Après deux mois intenses de compétition pour accéder au Heroic Four de Heroes of the Dorm, le célèbre tournoi inter-universitaire de Blizzard sur Heroes of the Storm, Simon Deroy âgé de 23 ans seulement et tout frais bachelier en Arts visuels et médiatique, prend ça cool.

Deux semaines suivant l’éclatante victoire du Rouge et Au – « Au parce que le Rouge et Or a refusé qu’on utilise leur nom alléguant que notre équipe ne correspondait pas à leurs normes, donc Au pour Or dans le tableau périodique », le jeune diplômé universitaire est déjà passé à autre chose.

Un champion terre-à-terre

Même si la bourse à venir au terme de ce parcours sans faute promet d’être plus qu’alléchante – environ l’équivalent américain de la dernière année d’étude de chaque membre de l’équipe championne – l’Escouminois a les pieds bien ancrés au sol et les idées on ne peut plus claires.

S’étant investi à fond pour les qualifications parmi les représentants de 300 universités qui se sont affrontées en ligne dans un arbre à élimination directe depuis le 28 mars, Simon et ses coéquipiers sont finalement sortis vainqueurs du tournoi le plus en vogue dans le milieu des jeux vidéo en ligne en Amérique du Nord avec un taux de victoires de 93%.

« C’était vraiment intense, nous avons séjourné 4 jours en Californie mais le tournoi en lui-même n’a duré qu’une journée. Rendus là-bas, c’était assez facile, avoue celui surnommé pour le bénéfice spectaculaire de la chose,- un terme qu’il juge beaucoup trop exagéré – beaucoup de bonnes équipes ont été éliminées avant la finale ».

Ayant toujours évolué sur Heroes of the Storm « avec facilité sans s’y mettre sérieusement », Simon et ses compagnons de jeu se sont exercés pendant trois mois à raison de 16 heures par semaine pour parvenir à leurs fins. « Même si ça fait longtemps que je joue, je n’avais jamais joué sérieusement.
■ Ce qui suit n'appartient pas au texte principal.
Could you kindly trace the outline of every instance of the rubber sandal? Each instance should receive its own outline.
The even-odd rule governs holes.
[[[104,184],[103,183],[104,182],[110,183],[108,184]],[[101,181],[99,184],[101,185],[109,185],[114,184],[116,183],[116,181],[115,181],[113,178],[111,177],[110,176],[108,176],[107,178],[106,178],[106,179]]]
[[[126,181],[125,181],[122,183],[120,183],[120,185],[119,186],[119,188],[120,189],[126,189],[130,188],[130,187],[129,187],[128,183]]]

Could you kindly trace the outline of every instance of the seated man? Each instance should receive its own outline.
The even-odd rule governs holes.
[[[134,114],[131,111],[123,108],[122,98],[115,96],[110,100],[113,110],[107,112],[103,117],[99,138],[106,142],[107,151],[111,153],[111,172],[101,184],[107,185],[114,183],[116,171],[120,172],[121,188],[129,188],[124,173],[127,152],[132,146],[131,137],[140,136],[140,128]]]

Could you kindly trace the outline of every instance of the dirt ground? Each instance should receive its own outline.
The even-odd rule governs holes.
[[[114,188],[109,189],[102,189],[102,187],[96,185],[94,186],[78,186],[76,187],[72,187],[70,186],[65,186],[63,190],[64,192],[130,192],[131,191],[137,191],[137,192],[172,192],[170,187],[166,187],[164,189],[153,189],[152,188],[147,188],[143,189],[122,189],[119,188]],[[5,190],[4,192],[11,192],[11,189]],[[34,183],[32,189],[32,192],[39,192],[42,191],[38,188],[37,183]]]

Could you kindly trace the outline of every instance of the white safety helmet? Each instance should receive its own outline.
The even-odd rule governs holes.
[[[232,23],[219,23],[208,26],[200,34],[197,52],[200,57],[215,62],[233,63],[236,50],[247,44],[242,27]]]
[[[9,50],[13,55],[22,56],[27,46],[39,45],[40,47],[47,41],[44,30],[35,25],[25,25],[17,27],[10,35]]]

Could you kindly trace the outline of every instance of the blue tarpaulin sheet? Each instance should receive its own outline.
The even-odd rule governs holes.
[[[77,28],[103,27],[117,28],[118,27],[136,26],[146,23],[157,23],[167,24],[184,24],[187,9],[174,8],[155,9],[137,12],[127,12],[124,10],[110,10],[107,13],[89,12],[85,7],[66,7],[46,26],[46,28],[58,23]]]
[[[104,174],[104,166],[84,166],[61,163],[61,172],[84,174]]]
Mais pour la compétition on a mis tous les efforts pour s’améliorer, c’était rendu plus un travail qu’un jeu ».

Prix Tomber dans l’Oeil

« Ma carrière dans les jeux vidéo est terminée. Je veux me concentrer sur ma carrière de travailleur autonome en art numérique », lance-t-il sans regrets, confirmant son intention de « passer aux choses sérieuses ».

Récipiendaire du Prix Tomber dans l’Oeil remis par la Galerie de Québec à titre de finissant au baccalauréat à l’École des arts visuel de l’Université Laval, Simon jouit d’une résidence d’un mois dans les ateliers de production de la Galerie, accompagnée d’une adhésion d’un an au centre. Il aura l’opportunité de présenter son travail lors d’une exposition individuelle dans la petite galerie de l’Œil dès l’automne 2018. Les dirigeants de L’Oeil de Poisson ont qualifié le travail de l’artiste « d’original, déstabilisant, qui met de l’avant la pratique amateure dans l’univers du web et la démocratisation de l’art dans le médium numérique. Ce jeune artiste se passionne pour l’art numérique et le montage vidéo. Il s’intéresse tout particulièrement à l’amateurisme et ce qui est maladroit ».

Au cours des prochaines semaines, Simon Deroy sera de passage pour un mois chez ses parents Doris Gauthier et Gilbert Deroy des Escoumins, question de profiter de sa famille et de refaire le plein avant de se lancer à fond dans de nouveaux projets.